What preserves you?

The Martyr John, Archbishop of Riga, wrote:

Martyrdom of St John of. Riga
Martyrdom of St John of. Riga

What dissoluteness grows in man’s heart, like rust on the blade of a battle sword when it lies unused, or like a garden which becomes overgrown if not tended by the gardener’s shears.

Tell me, O Christian: What preserves you from the haughtiness which so easily penetrates even the strongest hearts, even the hearts of Christ’s disciples? Is it not the cross and suffering? What humbles the passionate inclinations of the flesh which so quickly and easily spread in times of well-being and prosperity like insects in a swamp on a sunny day?
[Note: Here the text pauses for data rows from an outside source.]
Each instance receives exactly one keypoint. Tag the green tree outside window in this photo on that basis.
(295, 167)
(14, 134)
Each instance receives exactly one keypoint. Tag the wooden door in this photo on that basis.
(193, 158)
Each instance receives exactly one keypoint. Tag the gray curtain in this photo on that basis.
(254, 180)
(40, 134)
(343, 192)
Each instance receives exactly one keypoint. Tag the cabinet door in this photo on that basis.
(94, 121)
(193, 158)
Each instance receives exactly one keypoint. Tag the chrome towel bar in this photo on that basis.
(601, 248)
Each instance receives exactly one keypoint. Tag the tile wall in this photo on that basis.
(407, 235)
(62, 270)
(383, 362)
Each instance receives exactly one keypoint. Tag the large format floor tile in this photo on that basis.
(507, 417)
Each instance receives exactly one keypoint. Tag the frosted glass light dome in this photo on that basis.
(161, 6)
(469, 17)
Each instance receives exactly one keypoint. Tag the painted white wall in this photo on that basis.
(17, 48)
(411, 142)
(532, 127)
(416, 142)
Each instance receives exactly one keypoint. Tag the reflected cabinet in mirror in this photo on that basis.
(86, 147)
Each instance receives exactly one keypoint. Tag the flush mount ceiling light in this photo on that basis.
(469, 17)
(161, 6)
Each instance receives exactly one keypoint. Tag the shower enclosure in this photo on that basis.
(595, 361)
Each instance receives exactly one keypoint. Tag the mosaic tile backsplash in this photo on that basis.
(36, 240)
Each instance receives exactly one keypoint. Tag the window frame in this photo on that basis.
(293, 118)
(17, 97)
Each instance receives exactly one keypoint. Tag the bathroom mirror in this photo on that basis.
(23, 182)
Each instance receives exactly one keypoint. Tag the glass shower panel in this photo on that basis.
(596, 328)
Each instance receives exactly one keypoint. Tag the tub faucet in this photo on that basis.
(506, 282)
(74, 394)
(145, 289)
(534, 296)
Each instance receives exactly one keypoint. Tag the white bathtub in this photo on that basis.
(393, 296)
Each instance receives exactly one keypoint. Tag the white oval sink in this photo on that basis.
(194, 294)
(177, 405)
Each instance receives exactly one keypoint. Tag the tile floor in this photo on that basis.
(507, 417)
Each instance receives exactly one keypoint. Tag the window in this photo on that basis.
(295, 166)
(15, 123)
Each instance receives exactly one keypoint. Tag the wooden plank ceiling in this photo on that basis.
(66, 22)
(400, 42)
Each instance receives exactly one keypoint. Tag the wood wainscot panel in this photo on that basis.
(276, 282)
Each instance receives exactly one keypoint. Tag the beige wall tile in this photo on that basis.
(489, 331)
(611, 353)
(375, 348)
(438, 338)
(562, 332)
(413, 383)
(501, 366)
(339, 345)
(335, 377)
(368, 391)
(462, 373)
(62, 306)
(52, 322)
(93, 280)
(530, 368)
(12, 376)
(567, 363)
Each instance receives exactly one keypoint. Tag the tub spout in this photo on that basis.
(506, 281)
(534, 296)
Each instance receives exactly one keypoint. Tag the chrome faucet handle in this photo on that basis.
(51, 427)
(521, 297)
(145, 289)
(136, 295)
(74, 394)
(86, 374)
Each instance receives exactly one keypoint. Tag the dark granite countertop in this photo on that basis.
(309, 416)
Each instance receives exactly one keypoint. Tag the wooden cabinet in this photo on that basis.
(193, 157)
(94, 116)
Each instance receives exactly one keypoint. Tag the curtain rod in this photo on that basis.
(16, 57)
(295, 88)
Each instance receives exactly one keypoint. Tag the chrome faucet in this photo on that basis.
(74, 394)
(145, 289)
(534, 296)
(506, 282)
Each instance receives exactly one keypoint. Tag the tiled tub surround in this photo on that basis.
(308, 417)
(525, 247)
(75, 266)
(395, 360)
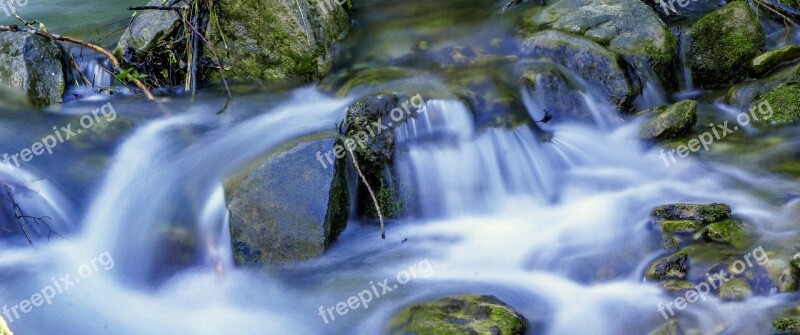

What teaches you to shun this uncleanness? Is it not the rod of misfortunes and sorrows? What arouses you from the sleep of self-assurance in which we are so easily lulled to sleep by times of earthly happiness?

Or what is more conducive to lazy vegetation than cloudless, carefree days of prosperity? At such times, isn’t a storm to be welcomed? What will draw you out of the dangerous state of insensibility? Will not sorrows? Will not illness? What tears us away from our worldly attachments, the love for the world and all that is in it? Is it not necessity and misfortunes?

Do not trials teach us to take life more seriously? Do not sorrows teach us to be prepared for death?

Wild brambles in the heart cannot be uprooted without the pruning shears of the heavenly Gardener, and the good fruit of truth and righteousness will not grow without the rain of tears and sorrows.